Teaching Science through experiments
In this term’s CLIL Corner, Jane Kirsch shares the plan she and fellow teacher Roser Nebot devised for their practical Science course for 2nd ESO students at IES Manuel Blancafort in La Garriga, Barcelona.
One of the biggest challenges facing Science teachers in Secondary schools is how to teach the relatively complex subjects of Physics and Chemistry (difficult enough in the students’ first language) to students with elementary or pre-intermediate levels of English.
With this in mind Roser Nebot and I developed a practical Science course for our 2nd ESO students, which takes the emphasis away from teacher-led explanations and involves students in their own learning. In these classes language remains an important tool in the transmission of scientific knowledge. However it is used in conjunction with other, more visual, ways of conveying knowledge.
In this article we suggest five ways to help students learn scientific language and concepts in English.
1. Use realia and drawings to pre-teach the vocabulary for experiments
Before starting a practical activity with students it is a good idea to elicit the materials they need by asking them to point them out or hold them up. Concept-check questions can also be asked to double-check understanding, eg ‘Where we do we keep cold water?’ ‘In the fridge.’ It is also useful to have a list of materials in front of students on a worksheet and to encourage them to draw pictures of the materials to help them remember.

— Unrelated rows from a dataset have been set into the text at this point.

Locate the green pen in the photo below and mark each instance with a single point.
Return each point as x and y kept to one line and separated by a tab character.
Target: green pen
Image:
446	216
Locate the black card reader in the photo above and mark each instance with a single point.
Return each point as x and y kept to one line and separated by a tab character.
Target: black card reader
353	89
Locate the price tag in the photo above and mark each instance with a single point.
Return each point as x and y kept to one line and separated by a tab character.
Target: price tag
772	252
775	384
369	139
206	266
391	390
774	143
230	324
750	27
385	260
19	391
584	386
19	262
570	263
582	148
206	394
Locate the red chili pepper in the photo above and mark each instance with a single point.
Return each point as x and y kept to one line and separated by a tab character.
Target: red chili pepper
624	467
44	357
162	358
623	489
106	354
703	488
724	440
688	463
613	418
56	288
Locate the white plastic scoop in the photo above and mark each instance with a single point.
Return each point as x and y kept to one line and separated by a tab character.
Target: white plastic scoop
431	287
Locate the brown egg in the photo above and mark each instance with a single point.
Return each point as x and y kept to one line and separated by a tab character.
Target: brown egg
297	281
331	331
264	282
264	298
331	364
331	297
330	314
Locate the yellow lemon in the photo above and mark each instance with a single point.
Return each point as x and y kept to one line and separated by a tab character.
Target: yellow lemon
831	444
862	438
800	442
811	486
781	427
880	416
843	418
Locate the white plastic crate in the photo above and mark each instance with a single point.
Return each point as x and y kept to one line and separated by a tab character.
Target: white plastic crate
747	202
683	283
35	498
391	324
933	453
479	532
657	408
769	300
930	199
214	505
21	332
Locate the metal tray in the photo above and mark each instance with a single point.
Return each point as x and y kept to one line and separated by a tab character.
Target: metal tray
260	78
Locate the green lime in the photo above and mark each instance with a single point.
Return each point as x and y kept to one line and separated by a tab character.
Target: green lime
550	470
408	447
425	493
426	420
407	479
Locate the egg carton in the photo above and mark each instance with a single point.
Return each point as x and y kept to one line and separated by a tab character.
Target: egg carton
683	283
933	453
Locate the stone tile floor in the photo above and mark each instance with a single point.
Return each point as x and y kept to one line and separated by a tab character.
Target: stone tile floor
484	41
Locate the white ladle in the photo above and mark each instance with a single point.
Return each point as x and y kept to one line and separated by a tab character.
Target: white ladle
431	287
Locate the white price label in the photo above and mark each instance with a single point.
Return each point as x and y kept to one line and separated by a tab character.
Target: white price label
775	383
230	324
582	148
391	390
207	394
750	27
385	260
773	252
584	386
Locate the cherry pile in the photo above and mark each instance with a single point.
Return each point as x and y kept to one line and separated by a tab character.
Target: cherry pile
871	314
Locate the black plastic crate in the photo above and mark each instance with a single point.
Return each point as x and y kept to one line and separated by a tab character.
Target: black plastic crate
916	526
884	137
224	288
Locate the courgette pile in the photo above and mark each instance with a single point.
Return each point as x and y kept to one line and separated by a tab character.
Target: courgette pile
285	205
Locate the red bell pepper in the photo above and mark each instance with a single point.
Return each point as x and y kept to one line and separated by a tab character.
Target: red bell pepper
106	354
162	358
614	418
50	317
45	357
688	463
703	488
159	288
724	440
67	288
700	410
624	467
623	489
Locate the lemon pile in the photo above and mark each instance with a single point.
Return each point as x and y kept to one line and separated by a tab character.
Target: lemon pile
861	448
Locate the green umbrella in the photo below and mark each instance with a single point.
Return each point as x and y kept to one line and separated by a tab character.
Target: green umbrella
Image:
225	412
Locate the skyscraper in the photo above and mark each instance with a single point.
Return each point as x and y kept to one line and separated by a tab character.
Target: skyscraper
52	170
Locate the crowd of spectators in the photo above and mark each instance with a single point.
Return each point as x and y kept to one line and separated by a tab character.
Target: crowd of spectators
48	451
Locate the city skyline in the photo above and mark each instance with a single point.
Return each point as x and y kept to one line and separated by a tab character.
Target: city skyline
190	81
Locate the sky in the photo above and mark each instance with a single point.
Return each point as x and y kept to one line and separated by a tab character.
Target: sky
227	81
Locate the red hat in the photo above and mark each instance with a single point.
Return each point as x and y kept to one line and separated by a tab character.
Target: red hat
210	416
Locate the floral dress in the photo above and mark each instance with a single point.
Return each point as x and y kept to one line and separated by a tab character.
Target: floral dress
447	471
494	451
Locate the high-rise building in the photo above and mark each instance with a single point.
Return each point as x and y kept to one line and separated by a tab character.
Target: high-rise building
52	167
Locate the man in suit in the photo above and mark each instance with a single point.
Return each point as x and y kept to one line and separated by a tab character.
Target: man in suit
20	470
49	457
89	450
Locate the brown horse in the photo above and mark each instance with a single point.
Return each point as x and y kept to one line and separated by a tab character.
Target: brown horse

2. Ask students to draw what they see during experiments before getting them to put what they are observing into words
In this experiment students put some drops of colouring into a beaker of cold water and a beaker of hot water.
4. Give students time to think of questions to ask in a plenary session at the end of a class
The teaching team at IES Manuel Blancafort, where these lessons took place, noticed that students in CLIL Science lessons tend to ask fewer questions (whether in English or in their mother tongue) than students in an L1 Science class. As a result we decided to create an activity where students work in groups and write the questions they want to ask at the end of an experiment. The advantage of creating these questions together is that the pressure to construct grammatically correct sentences on the spot is reduced. It also means that students become more comfortable asking questions about science in class and need less prompting in future lessons.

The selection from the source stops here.